A Chicago attorney is taking another shot at bringing a class action against a northwest suburban village over claims it includes too much personal information on the parking tickets it issues, arguing that, while federal courts rejected an earlier suit he argued over the ticket received by one particular man, the courts never formally dealt with his class allegations that the village's practices violated privacy rights of potentially thousands of others.
On Nov. 2, attorney Martin J. Murphy filed suit in federal court in Chicago against the village of Palatine, seeking class certification for an action he is bringing on behalf of a class of people who have received village parking tickets, placed on the windshields of their vehicles, and on which enforcement officers have written personal information obtained from Illinois motor vehicle records.
Murphy’s complaint alleged the inclusion of this information constituted a violation of federal privacy laws intended to strictly limit the distribution and use of personal information contained in the states’ various motor vehicle records.
According to the complaint, the class could include potentially thousands of people who have received such tickets.

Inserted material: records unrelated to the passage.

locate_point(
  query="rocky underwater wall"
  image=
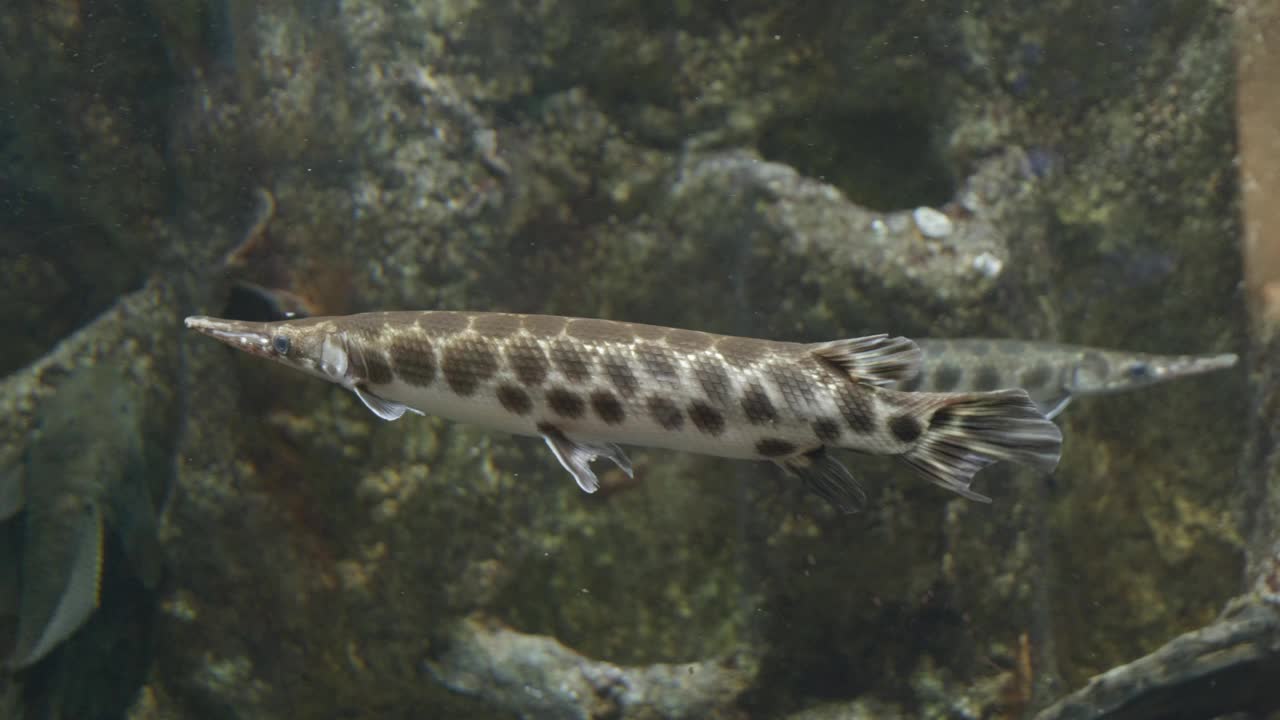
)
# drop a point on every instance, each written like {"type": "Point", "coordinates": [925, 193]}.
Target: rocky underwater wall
{"type": "Point", "coordinates": [801, 172]}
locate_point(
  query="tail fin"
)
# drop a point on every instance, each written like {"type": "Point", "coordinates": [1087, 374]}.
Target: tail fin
{"type": "Point", "coordinates": [972, 431]}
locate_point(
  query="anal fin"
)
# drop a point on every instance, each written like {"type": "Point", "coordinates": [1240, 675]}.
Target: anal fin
{"type": "Point", "coordinates": [874, 359]}
{"type": "Point", "coordinates": [576, 456]}
{"type": "Point", "coordinates": [383, 408]}
{"type": "Point", "coordinates": [827, 478]}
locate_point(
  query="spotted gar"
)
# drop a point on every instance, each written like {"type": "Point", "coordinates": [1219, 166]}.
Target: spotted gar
{"type": "Point", "coordinates": [1051, 373]}
{"type": "Point", "coordinates": [584, 386]}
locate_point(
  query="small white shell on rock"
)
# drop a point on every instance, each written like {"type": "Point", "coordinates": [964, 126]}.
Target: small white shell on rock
{"type": "Point", "coordinates": [931, 222]}
{"type": "Point", "coordinates": [988, 265]}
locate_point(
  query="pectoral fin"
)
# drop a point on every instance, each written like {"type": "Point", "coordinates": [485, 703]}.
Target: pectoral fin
{"type": "Point", "coordinates": [384, 409]}
{"type": "Point", "coordinates": [62, 573]}
{"type": "Point", "coordinates": [576, 456]}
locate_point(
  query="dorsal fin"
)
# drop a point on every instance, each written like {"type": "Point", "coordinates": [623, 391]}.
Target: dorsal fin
{"type": "Point", "coordinates": [876, 359]}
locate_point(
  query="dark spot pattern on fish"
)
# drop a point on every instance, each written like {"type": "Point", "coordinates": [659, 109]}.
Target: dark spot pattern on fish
{"type": "Point", "coordinates": [986, 378]}
{"type": "Point", "coordinates": [621, 374]}
{"type": "Point", "coordinates": [467, 363]}
{"type": "Point", "coordinates": [826, 429]}
{"type": "Point", "coordinates": [757, 405]}
{"type": "Point", "coordinates": [1037, 377]}
{"type": "Point", "coordinates": [716, 382]}
{"type": "Point", "coordinates": [414, 359]}
{"type": "Point", "coordinates": [515, 400]}
{"type": "Point", "coordinates": [608, 408]}
{"type": "Point", "coordinates": [666, 413]}
{"type": "Point", "coordinates": [544, 326]}
{"type": "Point", "coordinates": [565, 402]}
{"type": "Point", "coordinates": [497, 324]}
{"type": "Point", "coordinates": [526, 359]}
{"type": "Point", "coordinates": [905, 428]}
{"type": "Point", "coordinates": [775, 447]}
{"type": "Point", "coordinates": [705, 418]}
{"type": "Point", "coordinates": [946, 378]}
{"type": "Point", "coordinates": [571, 360]}
{"type": "Point", "coordinates": [858, 410]}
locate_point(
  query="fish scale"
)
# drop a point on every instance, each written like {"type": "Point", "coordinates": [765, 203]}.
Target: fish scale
{"type": "Point", "coordinates": [586, 386]}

The complaint comes as a “successor action” to a failed lawsuit brought in federal court in 2010 by a plaintiff identified as Jason Senne. Murphy represented Senne in that action.
Senne had similarly argued a parking ticket he received contained too much personal information, which he believed Palatine police obtained from the motor vehicle records maintained and made available to law enforcement by the Illinois Secretary of State’s office.

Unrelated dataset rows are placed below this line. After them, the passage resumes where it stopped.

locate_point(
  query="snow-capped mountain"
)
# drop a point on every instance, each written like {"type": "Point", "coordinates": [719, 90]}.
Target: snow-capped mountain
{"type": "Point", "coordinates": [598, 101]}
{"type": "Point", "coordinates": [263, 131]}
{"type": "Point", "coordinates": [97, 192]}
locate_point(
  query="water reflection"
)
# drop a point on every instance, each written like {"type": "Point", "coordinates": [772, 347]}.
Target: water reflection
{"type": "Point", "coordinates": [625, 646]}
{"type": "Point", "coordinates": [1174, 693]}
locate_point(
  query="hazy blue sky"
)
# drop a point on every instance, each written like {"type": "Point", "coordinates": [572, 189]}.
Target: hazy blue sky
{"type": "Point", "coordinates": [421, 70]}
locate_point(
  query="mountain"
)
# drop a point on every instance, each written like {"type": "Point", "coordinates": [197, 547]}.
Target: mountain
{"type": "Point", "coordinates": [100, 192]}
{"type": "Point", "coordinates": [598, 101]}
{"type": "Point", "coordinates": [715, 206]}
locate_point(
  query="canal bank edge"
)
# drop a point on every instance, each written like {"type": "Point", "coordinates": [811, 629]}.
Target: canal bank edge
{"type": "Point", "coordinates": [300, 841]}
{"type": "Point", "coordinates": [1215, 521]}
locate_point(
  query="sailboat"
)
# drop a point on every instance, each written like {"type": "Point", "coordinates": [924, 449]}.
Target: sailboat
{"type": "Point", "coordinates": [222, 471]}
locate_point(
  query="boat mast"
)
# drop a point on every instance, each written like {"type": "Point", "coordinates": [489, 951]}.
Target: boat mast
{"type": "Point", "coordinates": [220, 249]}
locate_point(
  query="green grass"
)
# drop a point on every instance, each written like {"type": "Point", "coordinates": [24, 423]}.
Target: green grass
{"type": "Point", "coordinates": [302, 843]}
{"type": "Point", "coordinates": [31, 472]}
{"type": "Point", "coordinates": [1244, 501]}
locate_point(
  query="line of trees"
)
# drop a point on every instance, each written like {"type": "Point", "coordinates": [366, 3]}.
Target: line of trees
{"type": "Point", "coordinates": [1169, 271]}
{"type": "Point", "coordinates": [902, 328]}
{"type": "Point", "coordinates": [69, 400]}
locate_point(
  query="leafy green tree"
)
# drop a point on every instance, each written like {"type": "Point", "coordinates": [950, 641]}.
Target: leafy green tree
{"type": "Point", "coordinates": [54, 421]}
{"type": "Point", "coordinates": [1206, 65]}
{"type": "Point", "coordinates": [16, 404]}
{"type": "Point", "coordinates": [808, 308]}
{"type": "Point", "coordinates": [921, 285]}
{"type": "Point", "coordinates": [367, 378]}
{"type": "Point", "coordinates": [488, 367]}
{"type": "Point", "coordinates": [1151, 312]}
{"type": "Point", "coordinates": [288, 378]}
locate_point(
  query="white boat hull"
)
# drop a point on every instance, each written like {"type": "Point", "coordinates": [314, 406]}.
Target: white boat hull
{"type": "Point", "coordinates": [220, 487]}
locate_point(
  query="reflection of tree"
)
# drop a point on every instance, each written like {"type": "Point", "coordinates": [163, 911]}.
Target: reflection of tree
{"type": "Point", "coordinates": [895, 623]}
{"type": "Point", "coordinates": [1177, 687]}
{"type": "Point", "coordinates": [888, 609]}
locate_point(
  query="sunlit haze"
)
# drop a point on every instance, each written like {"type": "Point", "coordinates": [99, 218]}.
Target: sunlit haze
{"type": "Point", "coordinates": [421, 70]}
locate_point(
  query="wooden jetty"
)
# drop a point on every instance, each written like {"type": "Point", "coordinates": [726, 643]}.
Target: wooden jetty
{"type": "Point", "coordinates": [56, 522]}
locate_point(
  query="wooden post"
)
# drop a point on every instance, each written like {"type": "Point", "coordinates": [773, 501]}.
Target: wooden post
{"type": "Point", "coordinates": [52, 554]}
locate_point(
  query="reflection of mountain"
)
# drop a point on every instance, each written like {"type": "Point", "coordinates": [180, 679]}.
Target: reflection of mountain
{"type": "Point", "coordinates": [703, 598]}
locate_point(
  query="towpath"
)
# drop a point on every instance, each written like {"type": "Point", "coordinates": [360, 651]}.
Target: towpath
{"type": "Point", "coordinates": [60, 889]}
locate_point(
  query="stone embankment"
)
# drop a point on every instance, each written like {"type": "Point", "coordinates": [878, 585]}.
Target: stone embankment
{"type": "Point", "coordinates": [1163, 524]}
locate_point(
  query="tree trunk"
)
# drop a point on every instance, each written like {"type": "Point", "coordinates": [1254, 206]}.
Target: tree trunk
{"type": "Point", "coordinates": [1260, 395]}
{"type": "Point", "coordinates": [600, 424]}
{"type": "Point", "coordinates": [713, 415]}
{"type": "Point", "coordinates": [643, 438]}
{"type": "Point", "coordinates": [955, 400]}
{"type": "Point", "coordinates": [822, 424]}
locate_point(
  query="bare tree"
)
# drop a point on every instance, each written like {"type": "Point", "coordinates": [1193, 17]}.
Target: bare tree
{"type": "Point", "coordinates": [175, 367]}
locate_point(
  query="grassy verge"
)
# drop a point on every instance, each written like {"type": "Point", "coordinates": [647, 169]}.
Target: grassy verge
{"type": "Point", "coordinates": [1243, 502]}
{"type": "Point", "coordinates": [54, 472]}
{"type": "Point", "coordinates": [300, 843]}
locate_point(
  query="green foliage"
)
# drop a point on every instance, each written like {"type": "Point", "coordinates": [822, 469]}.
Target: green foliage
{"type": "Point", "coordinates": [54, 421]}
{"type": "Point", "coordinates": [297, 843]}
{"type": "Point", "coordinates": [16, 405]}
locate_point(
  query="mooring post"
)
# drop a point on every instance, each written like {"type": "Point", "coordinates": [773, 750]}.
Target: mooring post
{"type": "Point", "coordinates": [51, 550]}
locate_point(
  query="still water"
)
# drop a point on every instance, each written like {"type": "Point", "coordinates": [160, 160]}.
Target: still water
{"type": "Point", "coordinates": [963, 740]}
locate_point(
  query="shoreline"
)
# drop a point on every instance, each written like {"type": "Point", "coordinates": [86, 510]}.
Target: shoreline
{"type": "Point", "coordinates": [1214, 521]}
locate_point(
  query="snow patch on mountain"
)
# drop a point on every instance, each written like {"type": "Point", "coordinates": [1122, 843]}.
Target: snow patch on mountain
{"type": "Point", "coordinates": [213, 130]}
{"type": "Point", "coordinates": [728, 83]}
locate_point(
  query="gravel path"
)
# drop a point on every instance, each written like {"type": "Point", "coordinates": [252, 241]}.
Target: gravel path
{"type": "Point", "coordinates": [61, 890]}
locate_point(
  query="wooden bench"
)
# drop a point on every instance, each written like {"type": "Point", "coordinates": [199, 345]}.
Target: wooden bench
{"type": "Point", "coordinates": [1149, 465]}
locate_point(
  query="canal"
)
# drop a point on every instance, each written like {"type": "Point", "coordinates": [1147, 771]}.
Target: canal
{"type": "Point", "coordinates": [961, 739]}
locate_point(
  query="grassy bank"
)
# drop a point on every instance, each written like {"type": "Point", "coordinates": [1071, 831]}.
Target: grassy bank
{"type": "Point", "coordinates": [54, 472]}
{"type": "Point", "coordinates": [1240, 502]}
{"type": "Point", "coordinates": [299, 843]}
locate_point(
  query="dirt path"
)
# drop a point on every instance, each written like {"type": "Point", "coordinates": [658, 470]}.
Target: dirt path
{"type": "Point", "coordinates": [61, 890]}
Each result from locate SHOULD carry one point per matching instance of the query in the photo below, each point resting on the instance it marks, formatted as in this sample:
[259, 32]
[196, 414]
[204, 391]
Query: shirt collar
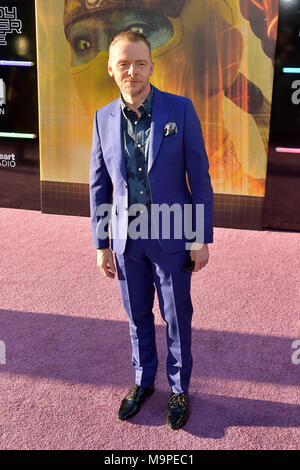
[147, 105]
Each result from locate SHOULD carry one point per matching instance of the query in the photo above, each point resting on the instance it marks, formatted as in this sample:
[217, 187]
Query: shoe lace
[177, 400]
[132, 392]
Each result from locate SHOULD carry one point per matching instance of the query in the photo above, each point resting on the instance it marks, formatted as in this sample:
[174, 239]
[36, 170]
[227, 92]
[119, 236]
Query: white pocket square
[170, 128]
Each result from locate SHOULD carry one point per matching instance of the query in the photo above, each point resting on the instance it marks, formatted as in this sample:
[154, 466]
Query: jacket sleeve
[197, 167]
[100, 189]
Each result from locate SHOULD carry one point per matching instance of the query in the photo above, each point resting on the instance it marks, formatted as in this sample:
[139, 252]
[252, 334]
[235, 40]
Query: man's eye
[143, 29]
[83, 44]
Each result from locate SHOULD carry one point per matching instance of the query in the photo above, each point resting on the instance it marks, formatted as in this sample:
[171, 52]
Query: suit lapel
[115, 130]
[160, 113]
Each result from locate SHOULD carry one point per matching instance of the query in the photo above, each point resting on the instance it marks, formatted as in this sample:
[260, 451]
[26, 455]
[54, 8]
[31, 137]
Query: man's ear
[152, 68]
[110, 71]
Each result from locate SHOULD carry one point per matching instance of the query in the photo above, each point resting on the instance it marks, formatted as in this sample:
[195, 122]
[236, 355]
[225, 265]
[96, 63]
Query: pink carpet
[68, 351]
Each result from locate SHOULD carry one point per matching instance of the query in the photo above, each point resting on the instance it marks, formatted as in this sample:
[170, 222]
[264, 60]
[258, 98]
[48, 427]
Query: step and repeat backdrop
[222, 54]
[19, 143]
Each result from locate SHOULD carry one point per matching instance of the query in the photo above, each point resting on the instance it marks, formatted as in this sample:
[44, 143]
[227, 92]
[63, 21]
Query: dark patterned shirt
[136, 139]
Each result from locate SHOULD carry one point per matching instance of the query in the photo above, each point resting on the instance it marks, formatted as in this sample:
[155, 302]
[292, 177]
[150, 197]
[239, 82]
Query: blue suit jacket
[170, 157]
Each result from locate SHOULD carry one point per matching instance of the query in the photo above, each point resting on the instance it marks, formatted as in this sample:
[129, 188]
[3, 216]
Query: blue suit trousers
[142, 267]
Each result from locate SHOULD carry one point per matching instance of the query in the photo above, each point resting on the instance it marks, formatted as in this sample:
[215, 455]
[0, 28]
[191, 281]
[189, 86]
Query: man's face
[131, 66]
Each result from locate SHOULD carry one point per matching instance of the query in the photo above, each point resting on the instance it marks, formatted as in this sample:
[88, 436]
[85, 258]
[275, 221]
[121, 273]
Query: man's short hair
[132, 36]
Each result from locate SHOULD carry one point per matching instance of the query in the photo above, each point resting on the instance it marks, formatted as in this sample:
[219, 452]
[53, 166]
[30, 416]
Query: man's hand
[105, 261]
[200, 255]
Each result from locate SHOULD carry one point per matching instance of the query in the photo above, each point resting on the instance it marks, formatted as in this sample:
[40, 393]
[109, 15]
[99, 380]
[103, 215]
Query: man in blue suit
[144, 145]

Five years later, in April 2015, the U.S. Seventh Circuit Court of Appeals, in an opinion authored by Judge Posner, with judges Sykes and Simon concurring, upheld a lower court’s ruling, finding the village’s use of the information and inclusion of the information on its parking tickets was a legitimate use of the information to identify the person being served with notice of a violation, and so did not violate Senne’s privacy rights under the federal Driver’s Privacy Protection Act.

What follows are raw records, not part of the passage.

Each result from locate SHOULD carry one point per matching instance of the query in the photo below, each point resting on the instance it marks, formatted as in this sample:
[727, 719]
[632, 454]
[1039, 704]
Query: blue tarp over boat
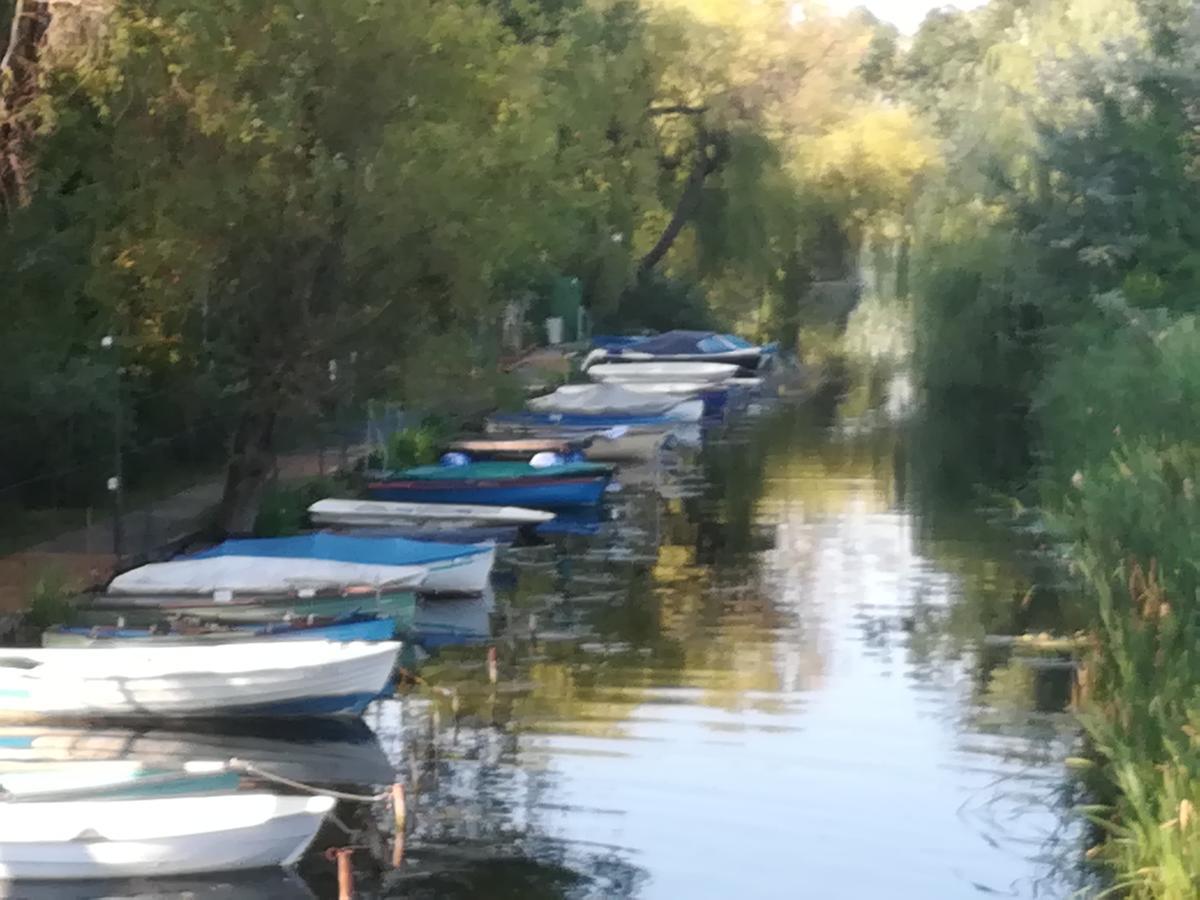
[504, 484]
[375, 550]
[688, 346]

“Had the Village been making the information on parking tickets publicly available over the Internet, or had it placed on the tickets highly sensitive information such as the owner’s social security number, the risk of a nontrivial invasion of personal privacy from the disclosure would be much greater and probably outweigh the benefits to law enforcement,” wrote Posner. “The Village has never done that.”
With the dismissal, the courts also dismissed the attempt by Murphy and Senne to turn the case into a class action.
However, Murphy said the class allegations have yet to have “their day in court.” So, he has asked the court to allow him to proceed with his attempt to collect $2,500 for each instance in which the village issued what he believes to have been infringing parking tickets in Palatine, as well as unspecified attorney fees. He said he “retained … an experienced litigator who is experienced with class actions.”
He also is seeking an injunction preventing the village of Palatine from continuing to include such personal information on its parking tickets, the complaint stated.